AccScience Publishing / IJOCTA / Volume 4 / Issue 2 / DOI: 0.11121/ijocta.01.2014.00199
OPTIMIZATION & APPLICATIONS

Optimization of nonlinear controller with an enhanced biogeography  approach

Mohammed Salem1 Mohamed Fayçal Khelfi2
Submitted: 11 March 2014 | Published: 5 June 2014
© 2014 by the Author(s). This article is an open access article distributed under the terms and conditions of the Creative Commons Attribution -Noncommercial 4.0 International License (CC-by the license) ( https://creativecommons.org/licenses/by-nc/4.0/ )
Abstract

This paper is dedicated to the optimization of nonlinear controllers basing of an enhanced  Biogeography Based Optimization (BBO) approach.
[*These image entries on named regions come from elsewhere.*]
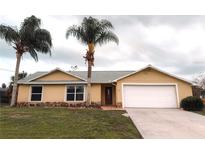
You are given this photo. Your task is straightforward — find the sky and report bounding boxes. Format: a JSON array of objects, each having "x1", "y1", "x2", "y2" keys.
[{"x1": 0, "y1": 15, "x2": 205, "y2": 84}]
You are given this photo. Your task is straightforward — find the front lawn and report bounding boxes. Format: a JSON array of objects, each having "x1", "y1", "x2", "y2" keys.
[
  {"x1": 0, "y1": 107, "x2": 141, "y2": 139},
  {"x1": 195, "y1": 108, "x2": 205, "y2": 115}
]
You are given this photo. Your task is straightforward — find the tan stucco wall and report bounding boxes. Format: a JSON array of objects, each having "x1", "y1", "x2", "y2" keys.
[
  {"x1": 116, "y1": 69, "x2": 192, "y2": 104},
  {"x1": 17, "y1": 85, "x2": 30, "y2": 102},
  {"x1": 91, "y1": 84, "x2": 101, "y2": 103},
  {"x1": 17, "y1": 84, "x2": 101, "y2": 103},
  {"x1": 34, "y1": 71, "x2": 80, "y2": 81},
  {"x1": 42, "y1": 85, "x2": 66, "y2": 102}
]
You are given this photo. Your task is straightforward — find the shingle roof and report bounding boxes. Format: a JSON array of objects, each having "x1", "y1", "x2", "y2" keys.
[{"x1": 18, "y1": 71, "x2": 135, "y2": 83}]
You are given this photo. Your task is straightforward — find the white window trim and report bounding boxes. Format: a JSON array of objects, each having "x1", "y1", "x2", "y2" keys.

Indeed, The BBO is combined to a predator  and prey model where several predators are used with introduction of a modified migration operator to increase the diversification along the optimization process so as to avoid local optima and reach  the optimal solution quickly. The proposed approach is used in tuning the gains of PID controller for  nonlinear systems. Simulations are carried out over a Mass spring damper and an inverted pendulum  and has given remarkable results when compared to genetic algorithm and BBO.

Keywords
Biogeography based optimization;predator and prey;PID control;nonlinear system;genetic algorithms
Conflict of interest
The authors declare they have no competing interests.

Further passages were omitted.